I had to ask myself this question a few months ago: Why is it that when friends tell me they’re emigrating, the first thing I feel is betrayed? I wouldn’t feel that way if they were moving to a different city, so it’s not because they’re leaving Cape Town to live somewhere else and thus denying me their company.

And then: Do people in other countries feel this way when their friends emigrate?

Or do I feel betrayed at news of friends leaving South Africa because of where we’ve been in the last 20 years, the narrative of the Rainbow Nation – the idea that we’ve built this amazing, brand-new, free and open and wonderful society together since ’94, and you don’t get to just opt out of that? Even though we all know by now that the Rainbow Nation narrative was just that – a tall tale, a yarn – and that the majority of South Africans are poor, and desperate, and dismayed with all the things that haven’t happened in 20 years … Or is it because it makes me question my own choices, because it casts aspersions on my own satisfaction with our life here, because it makes me feel inferior for thinking that this is an incredible place to live?

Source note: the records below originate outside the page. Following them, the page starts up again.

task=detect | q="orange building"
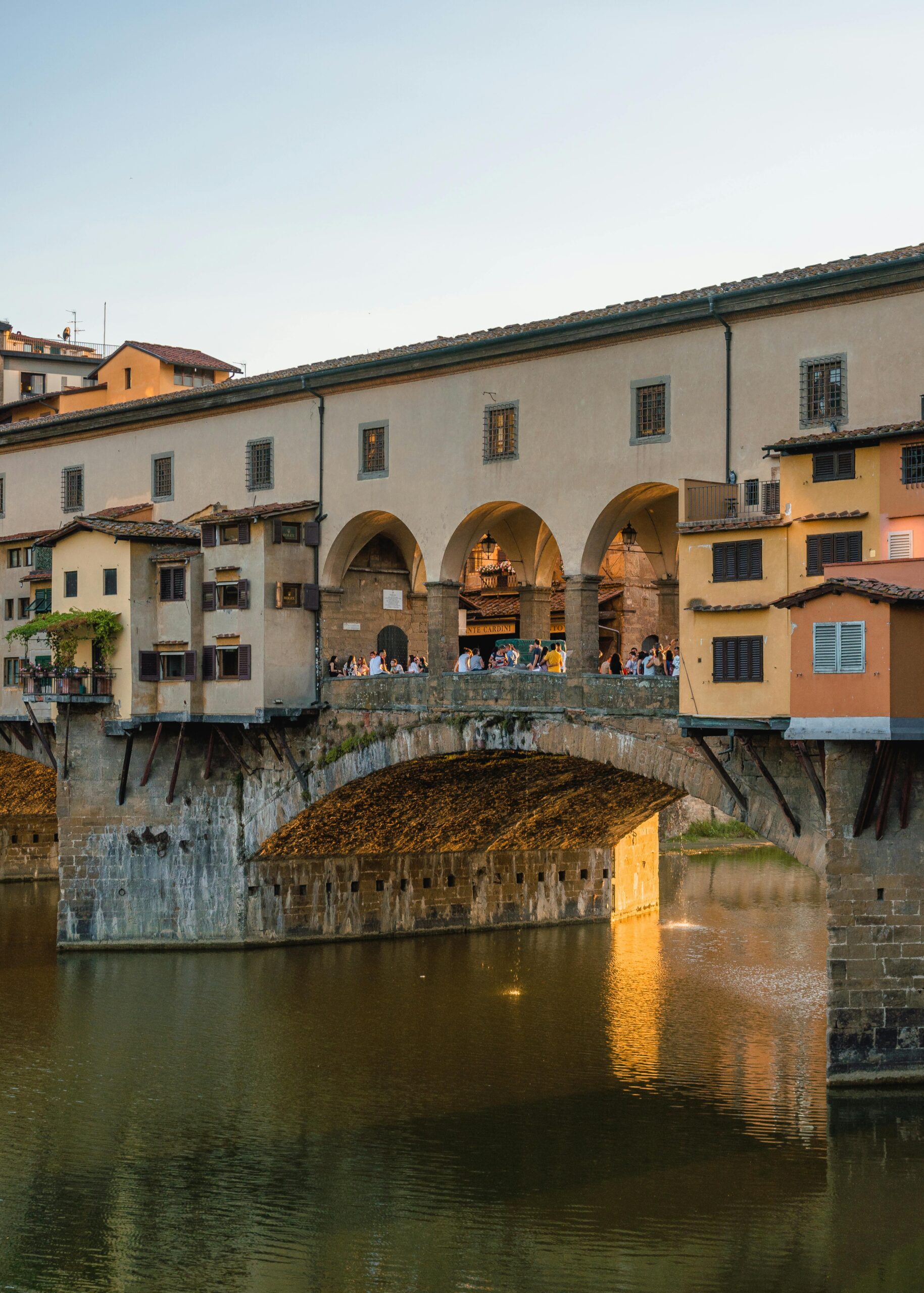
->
[0,341,240,423]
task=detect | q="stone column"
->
[564,574,601,674]
[426,579,459,677]
[655,579,680,646]
[824,741,924,1083]
[519,584,551,641]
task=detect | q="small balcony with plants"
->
[7,610,122,705]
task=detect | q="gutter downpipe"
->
[302,378,325,709]
[709,296,731,485]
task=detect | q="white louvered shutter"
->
[837,619,866,674]
[811,624,839,674]
[889,530,911,561]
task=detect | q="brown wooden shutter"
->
[138,651,158,683]
[712,637,726,683]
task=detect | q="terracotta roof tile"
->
[46,516,199,547]
[763,418,924,454]
[793,508,869,521]
[198,499,317,525]
[774,575,924,607]
[677,516,792,534]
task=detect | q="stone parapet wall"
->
[246,848,612,941]
[0,815,58,880]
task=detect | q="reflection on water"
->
[0,852,924,1293]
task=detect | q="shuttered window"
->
[161,566,186,601]
[889,530,912,561]
[712,636,763,683]
[712,539,763,583]
[805,530,863,574]
[811,449,857,481]
[811,619,866,674]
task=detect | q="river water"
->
[0,850,924,1293]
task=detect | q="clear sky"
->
[7,0,924,374]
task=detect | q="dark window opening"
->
[712,539,763,583]
[636,381,668,436]
[712,636,763,683]
[805,530,863,574]
[484,404,518,463]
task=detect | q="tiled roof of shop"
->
[148,548,202,561]
[774,575,924,607]
[677,516,792,534]
[686,601,775,612]
[94,341,240,372]
[763,418,924,454]
[197,499,317,525]
[793,508,869,521]
[7,243,924,439]
[0,530,55,543]
[45,516,199,547]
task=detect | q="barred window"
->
[900,445,924,486]
[247,439,273,491]
[152,454,173,502]
[800,354,846,427]
[484,401,519,463]
[61,467,83,512]
[636,381,666,436]
[362,427,384,472]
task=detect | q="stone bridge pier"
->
[48,672,924,1083]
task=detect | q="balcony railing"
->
[19,669,114,701]
[0,332,119,360]
[685,481,779,521]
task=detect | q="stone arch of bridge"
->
[247,714,825,874]
[440,501,560,588]
[322,511,427,593]
[581,481,679,579]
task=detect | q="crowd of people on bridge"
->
[327,637,680,677]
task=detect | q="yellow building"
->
[678,422,924,739]
[0,341,240,423]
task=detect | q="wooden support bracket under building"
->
[138,723,163,786]
[691,732,748,812]
[61,701,71,781]
[167,723,186,804]
[279,728,311,795]
[115,728,134,807]
[23,701,58,772]
[217,728,250,777]
[792,741,828,813]
[738,733,802,835]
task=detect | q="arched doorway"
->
[375,624,408,670]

It could be a little bit of all of those things. But after a while, I started to realise that the reason I feel betrayed is this: I feel like my friends, middle-class white people who leave South Africa because they’re dissatisfied with the way they live here, are just being ungrateful.

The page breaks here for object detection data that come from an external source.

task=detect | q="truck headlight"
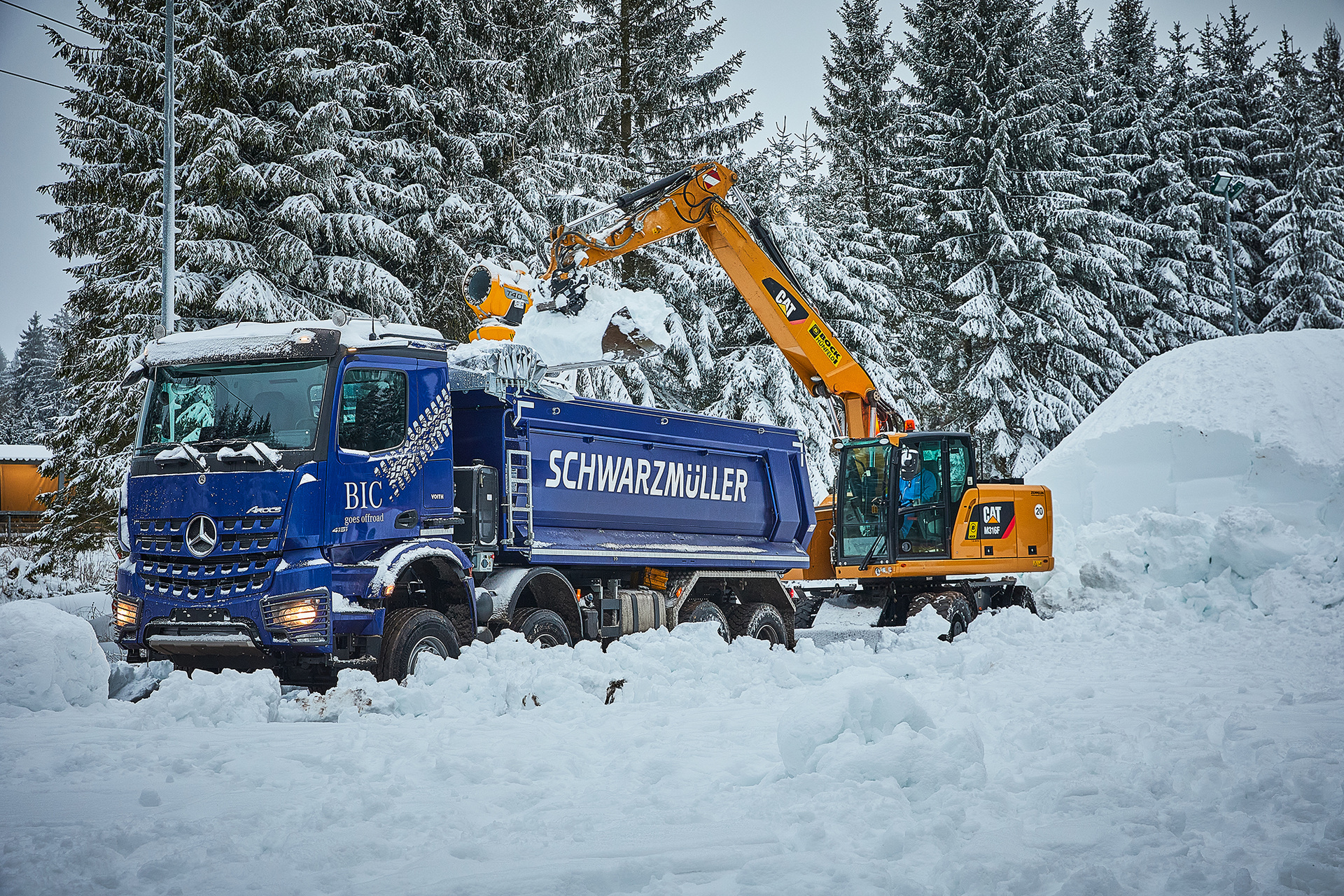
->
[111,594,140,629]
[276,601,320,629]
[260,592,330,643]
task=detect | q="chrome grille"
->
[134,516,281,601]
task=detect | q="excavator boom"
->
[543,162,890,438]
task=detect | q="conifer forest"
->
[21,0,1344,561]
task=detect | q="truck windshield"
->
[137,360,328,454]
[840,444,891,557]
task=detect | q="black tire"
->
[938,594,976,640]
[378,607,458,681]
[793,594,827,629]
[678,601,732,640]
[511,607,574,648]
[729,603,789,648]
[906,591,976,640]
[1008,584,1040,617]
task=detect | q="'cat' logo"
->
[761,276,808,323]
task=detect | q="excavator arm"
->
[543,162,892,438]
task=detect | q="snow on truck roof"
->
[0,444,51,463]
[126,317,446,382]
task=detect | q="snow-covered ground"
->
[0,333,1344,896]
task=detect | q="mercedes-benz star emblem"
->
[187,514,219,557]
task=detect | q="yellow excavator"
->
[463,162,1055,638]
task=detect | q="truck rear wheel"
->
[729,603,788,648]
[378,607,458,681]
[678,601,732,640]
[512,607,574,648]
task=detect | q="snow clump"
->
[0,601,108,710]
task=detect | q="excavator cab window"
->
[895,440,965,556]
[839,444,891,561]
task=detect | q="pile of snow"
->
[0,602,1344,896]
[1028,330,1344,614]
[0,601,108,710]
[513,286,672,367]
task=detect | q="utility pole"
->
[159,0,177,333]
[1214,170,1250,336]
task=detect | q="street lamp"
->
[1212,171,1254,336]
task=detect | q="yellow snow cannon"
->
[462,262,532,341]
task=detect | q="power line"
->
[0,66,76,92]
[0,0,98,36]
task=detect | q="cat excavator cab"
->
[470,162,1054,637]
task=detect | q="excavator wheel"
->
[906,591,976,640]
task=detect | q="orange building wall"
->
[0,463,57,513]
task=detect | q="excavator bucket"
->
[602,307,663,364]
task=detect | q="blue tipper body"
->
[117,321,815,680]
[454,391,816,571]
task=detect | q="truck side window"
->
[336,368,407,453]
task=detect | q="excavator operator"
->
[900,449,938,539]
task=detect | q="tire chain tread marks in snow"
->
[678,601,732,640]
[906,591,976,640]
[378,607,460,681]
[510,607,574,648]
[1008,584,1040,617]
[729,603,789,648]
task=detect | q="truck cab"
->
[115,320,477,681]
[113,318,815,687]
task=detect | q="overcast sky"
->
[0,0,1344,356]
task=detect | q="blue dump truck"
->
[113,320,816,687]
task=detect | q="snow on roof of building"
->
[0,444,51,463]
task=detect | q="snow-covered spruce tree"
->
[578,0,761,410]
[6,312,60,443]
[1134,23,1231,352]
[900,0,1132,475]
[1308,22,1344,158]
[699,127,934,496]
[812,0,902,230]
[1093,0,1198,356]
[1189,3,1274,333]
[1255,31,1344,330]
[1042,0,1156,370]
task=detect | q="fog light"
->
[276,601,320,629]
[111,595,140,629]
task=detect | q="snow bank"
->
[1030,330,1344,529]
[0,601,108,710]
[136,669,279,728]
[1028,330,1344,615]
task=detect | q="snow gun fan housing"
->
[462,262,532,341]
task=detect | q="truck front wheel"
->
[513,607,574,648]
[378,607,458,681]
[729,603,788,648]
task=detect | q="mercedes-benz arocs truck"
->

Because as a middle-class white South African, I know that we live a charmed life. We must be the most privileged group of people anywhere in the world. The end of apartheid did not mean that our lives changed – we never needed the stockpiles of bread my mother kept in the freezer, or the tins of beans she collected in case of war; we kept our sturdy homes and our schools and our private healthcare and our beach houses and our dignity and the respect of others, at least overtly, and hell, even our cars and books and electronics and TVs; we got to keep all the things we’d denied so many people. One of the only ways our lives changed was that now we could feel better about ourselves; our white guilt could start to be erased. We’re all equal now under law, right? If I succeed, it’s because of the work I’ve put in myself. I’ve worked hard every single day of my  life, and so I deserve everything I’ve got. The poor are the way they are because of bad decisions they’ve made. It’s basically their own fault. This kind of thing is easier to say now than it was for our parents. Of course, it’s all utter bullshit, but it’s so easy to adopt this attitude these days. If anything, since the end of apartheid, I feel like white middle-class South Africans have actually become more privileged.

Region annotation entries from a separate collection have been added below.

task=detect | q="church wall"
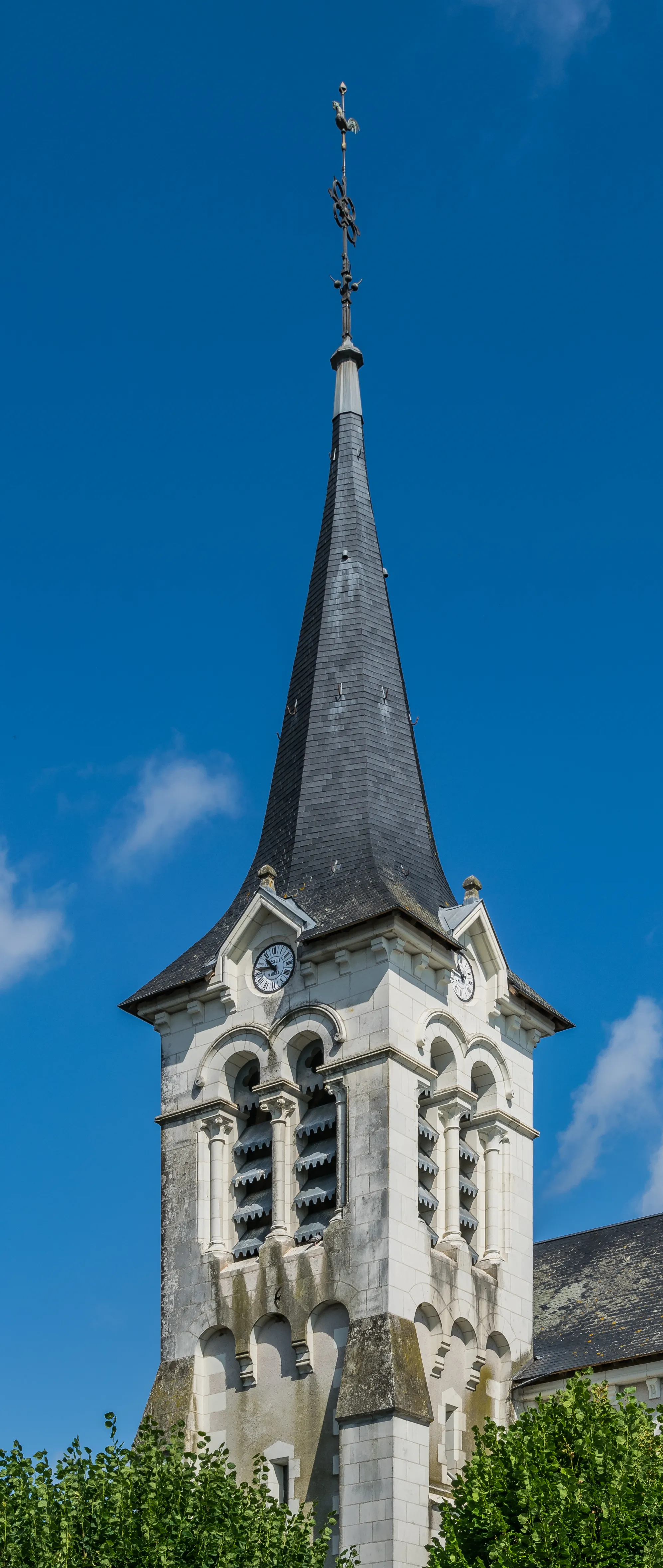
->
[151,916,545,1568]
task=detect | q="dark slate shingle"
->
[122,414,456,1013]
[514,1214,663,1385]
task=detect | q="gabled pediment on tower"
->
[439,899,508,986]
[208,878,315,1007]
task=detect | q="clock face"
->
[254,943,295,994]
[452,954,475,1002]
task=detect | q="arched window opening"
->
[295,1041,337,1245]
[232,1060,273,1258]
[458,1117,478,1264]
[417,1090,439,1247]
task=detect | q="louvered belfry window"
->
[419,1095,439,1247]
[295,1044,337,1245]
[232,1062,271,1258]
[458,1118,478,1262]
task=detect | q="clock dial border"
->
[251,938,296,996]
[452,954,476,1002]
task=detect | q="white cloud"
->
[102,756,238,872]
[0,844,70,989]
[470,0,610,63]
[553,996,663,1192]
[639,1141,663,1214]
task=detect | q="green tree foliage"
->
[0,1414,356,1568]
[430,1374,663,1568]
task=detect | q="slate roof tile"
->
[514,1214,663,1386]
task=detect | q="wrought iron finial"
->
[329,82,362,342]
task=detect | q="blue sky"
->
[0,0,663,1452]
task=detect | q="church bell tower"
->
[122,85,571,1568]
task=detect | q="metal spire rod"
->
[329,82,362,342]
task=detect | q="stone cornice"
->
[299,911,461,969]
[321,1046,437,1085]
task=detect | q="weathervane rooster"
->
[329,82,362,342]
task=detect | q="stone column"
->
[479,1121,505,1264]
[433,1090,476,1247]
[196,1123,210,1247]
[205,1117,232,1253]
[260,1095,295,1237]
[326,1079,348,1218]
[441,1109,463,1242]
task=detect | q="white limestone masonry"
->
[141,888,552,1568]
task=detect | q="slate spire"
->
[124,91,458,1007]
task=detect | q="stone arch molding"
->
[417,1008,514,1102]
[417,1010,467,1085]
[196,1002,346,1088]
[465,1036,514,1101]
[195,1024,270,1098]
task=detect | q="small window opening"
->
[295,1043,337,1247]
[419,1090,439,1247]
[232,1062,271,1258]
[274,1460,290,1508]
[458,1117,478,1264]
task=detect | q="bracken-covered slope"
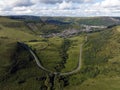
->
[65,26,120,90]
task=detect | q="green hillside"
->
[0,17,120,90]
[65,26,120,90]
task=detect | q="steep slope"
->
[65,26,120,90]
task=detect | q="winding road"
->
[18,42,83,76]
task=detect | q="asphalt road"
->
[18,42,83,76]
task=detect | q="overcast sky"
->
[0,0,120,17]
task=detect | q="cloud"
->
[39,0,93,4]
[13,0,34,7]
[58,1,72,9]
[0,0,120,16]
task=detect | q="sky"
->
[0,0,120,17]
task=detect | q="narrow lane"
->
[18,42,83,76]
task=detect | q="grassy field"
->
[0,17,120,90]
[62,36,84,72]
[65,27,120,90]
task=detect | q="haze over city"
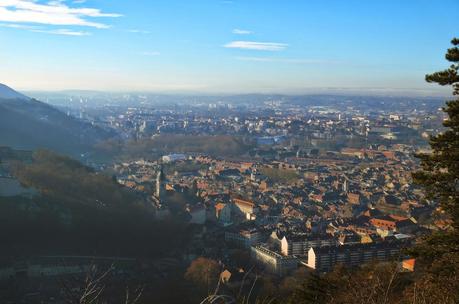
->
[0,0,459,304]
[0,0,459,95]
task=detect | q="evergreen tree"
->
[414,38,459,261]
[409,38,459,303]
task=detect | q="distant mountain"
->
[0,84,114,156]
[0,83,30,100]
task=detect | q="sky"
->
[0,0,459,95]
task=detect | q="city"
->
[0,0,459,304]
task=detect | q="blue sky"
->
[0,0,459,95]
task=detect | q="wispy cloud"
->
[0,23,43,30]
[232,29,253,35]
[224,41,288,51]
[126,29,151,34]
[236,57,337,64]
[142,51,161,56]
[31,29,91,36]
[0,0,121,28]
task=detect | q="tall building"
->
[251,246,299,276]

So I look at my friends who have big houses and comfortable suburban lives and medical aid and every convenience they’d have in more developed countries (and, in many cases, more than they’d have overseas) and listen to them say that they’re leaving “because of the crime” (never mind that they’re safer in their suburbs than 99% of their fellow South Africans, and that the reason they feel so vulnerable is because so many people have so much less than they do, and maybe the best way to address this would be to start trying to solve it, like making monthly donations to organisations that give people a head-start in getting an education, finding work, learning skills) and “for their children”, and I just think – how can you be so ungrateful? What kind of life will you live in the UK, in the States, in Australia or New Zealand, that would be better than living here, right now? Tell me – what tangible or intangible privileges will your children have there that they’re not getting here?

And I’m coming up blank.

I love it here. I hope to never leave. I feel lucky and privileged and guilty every day, and in my own ways I’m going to keep trying to correct the terrible things that have happened and keep happening to put me and other people like me in this position of privilege.

But I can’t say any of this to people like me who are desperate to leave. The irony is that the reason they can choose to leave is their privilege – their other passports, their education, their resources, all the things that being white and middle-class in South Africa has allowed them. But the poor, the ones whose lives are really rotten? They’ve got nowhere to go.